Tinnitus is a well-known affliction among adults, however the disorder also strikes children. Children are equally at risk for this potentially debilitating disorder. While adults can usually determine that the sounds they are hearing are abnormal, many kids assume the noise is a regular part of life. Listen to your child if he or she reports tinnitus symptoms as they may be a result of an underlying problem.
There are many different conditions that can cause a person of any age to experience tinnitus.
Among the many potential causes are circulatory problems, hearing loss from damaging noise, a build-up of wax in the ear canal, a misalignment in the jaw joints, and trauma to the neck and head. Slow-growing tumors on nerves in the face and ears can also cause tinnitus. Bring your child to your family doctor to rule out any specific ear problems. If there are not any obvious issues, you will likely be referred to an ear, nose, and throat specialist or audiologist for further investigation.
If the examination uncovers a specific reason for your child’s tinnitus, the issue can usually be alleviated by addressing the underlying problem. Unfortunately, many incidences of tinnitus are not associated with a specific issue. If there is no clear cause, addressing the problem can be difficult, making it more constructive for you to focus on helping your child cope.
Tinnitus can be distracting, making it difficult for your child to pay attention at home or at school. Background noise is an effective way to fight back against this problem. Run a fan or soft music in the background while your child is at home. Hearing aids can be helpful for children with hearing loss by helping them filter out distractions and focus on important sounds.
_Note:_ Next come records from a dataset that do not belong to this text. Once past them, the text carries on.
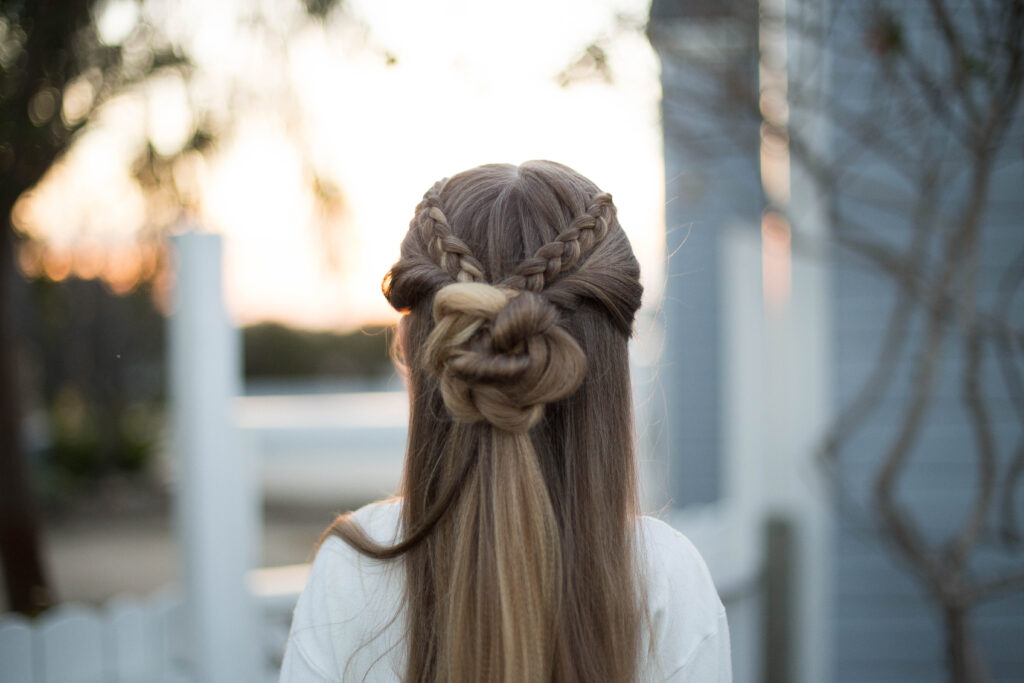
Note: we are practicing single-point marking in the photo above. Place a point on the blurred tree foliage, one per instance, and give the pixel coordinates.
(56, 70)
(102, 391)
(45, 46)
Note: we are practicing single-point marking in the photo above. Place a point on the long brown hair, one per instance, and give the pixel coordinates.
(519, 486)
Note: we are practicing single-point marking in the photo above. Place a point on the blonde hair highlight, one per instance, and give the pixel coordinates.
(519, 488)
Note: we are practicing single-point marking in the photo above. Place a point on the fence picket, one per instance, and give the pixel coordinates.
(71, 646)
(132, 634)
(15, 649)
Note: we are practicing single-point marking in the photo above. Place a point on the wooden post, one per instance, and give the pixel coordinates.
(213, 483)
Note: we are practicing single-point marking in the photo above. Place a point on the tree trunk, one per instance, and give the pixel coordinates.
(25, 578)
(965, 667)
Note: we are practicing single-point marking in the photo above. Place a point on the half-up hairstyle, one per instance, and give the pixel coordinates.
(519, 485)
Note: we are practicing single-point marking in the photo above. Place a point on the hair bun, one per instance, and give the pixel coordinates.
(500, 354)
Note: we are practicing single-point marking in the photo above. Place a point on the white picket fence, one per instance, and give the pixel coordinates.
(136, 640)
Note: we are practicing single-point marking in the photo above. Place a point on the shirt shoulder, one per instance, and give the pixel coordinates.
(689, 636)
(347, 622)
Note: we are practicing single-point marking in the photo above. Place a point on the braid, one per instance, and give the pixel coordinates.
(564, 252)
(444, 248)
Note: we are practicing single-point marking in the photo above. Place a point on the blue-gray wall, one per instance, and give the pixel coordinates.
(887, 628)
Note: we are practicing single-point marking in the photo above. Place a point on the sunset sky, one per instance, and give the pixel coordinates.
(380, 101)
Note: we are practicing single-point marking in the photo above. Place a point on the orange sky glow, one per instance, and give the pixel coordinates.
(464, 83)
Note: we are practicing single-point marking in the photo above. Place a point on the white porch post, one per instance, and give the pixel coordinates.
(213, 485)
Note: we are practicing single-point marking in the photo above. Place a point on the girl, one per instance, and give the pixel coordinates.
(515, 552)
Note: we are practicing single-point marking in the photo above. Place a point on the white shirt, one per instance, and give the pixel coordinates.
(348, 625)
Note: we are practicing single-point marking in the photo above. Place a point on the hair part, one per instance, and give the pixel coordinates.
(519, 484)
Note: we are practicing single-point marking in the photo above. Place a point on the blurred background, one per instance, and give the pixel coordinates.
(202, 199)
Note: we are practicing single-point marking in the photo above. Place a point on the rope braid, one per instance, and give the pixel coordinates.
(448, 251)
(564, 252)
(536, 361)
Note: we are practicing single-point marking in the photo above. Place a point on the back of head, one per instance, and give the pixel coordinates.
(519, 485)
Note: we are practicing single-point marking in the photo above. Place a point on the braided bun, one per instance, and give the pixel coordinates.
(500, 354)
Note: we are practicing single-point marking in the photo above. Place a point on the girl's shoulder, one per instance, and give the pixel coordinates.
(689, 630)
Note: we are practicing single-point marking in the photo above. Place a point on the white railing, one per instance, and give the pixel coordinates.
(322, 447)
(139, 640)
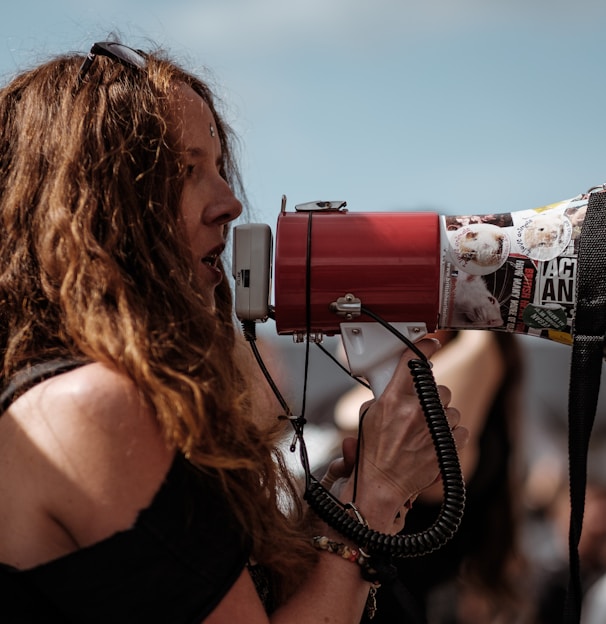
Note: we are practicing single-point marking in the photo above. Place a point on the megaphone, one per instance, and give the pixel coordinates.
(420, 272)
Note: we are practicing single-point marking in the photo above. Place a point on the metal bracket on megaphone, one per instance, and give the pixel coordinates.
(372, 350)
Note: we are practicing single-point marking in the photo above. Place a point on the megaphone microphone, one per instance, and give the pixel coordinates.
(367, 275)
(420, 272)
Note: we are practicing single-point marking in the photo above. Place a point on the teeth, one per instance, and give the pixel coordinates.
(210, 260)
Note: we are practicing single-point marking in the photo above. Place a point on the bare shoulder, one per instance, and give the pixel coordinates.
(95, 446)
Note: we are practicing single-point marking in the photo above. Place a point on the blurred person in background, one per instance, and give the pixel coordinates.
(479, 576)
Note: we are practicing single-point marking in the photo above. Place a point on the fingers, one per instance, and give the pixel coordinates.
(342, 467)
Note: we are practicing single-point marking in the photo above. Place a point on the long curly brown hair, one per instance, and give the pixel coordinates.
(93, 265)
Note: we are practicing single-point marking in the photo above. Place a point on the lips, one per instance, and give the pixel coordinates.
(211, 261)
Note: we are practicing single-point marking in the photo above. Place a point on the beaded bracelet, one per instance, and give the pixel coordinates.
(355, 555)
(349, 553)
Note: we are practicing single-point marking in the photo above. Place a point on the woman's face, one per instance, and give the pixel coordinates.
(207, 202)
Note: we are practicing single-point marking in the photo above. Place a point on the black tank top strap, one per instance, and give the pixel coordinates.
(28, 377)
Tinnitus can cause some kids to experience psychological distress. If this is the case with your child, it is important to be reassuring and supportive. Make sure your child understands that tinnitus is a common problem that affects many other kids. Ask your audiologist about how you can explain tinnitus to your child in a way that makes sense to them. Take steps to help your child deal with stressful situations, as many children find that stress can make their tinnitus symptoms much worse.
Always keep in mind that many children outgrow their tinnitus without intervention, so it may cease to be an issue. While tinnitus can be difficult to deal with, in time your child will likely overcome it.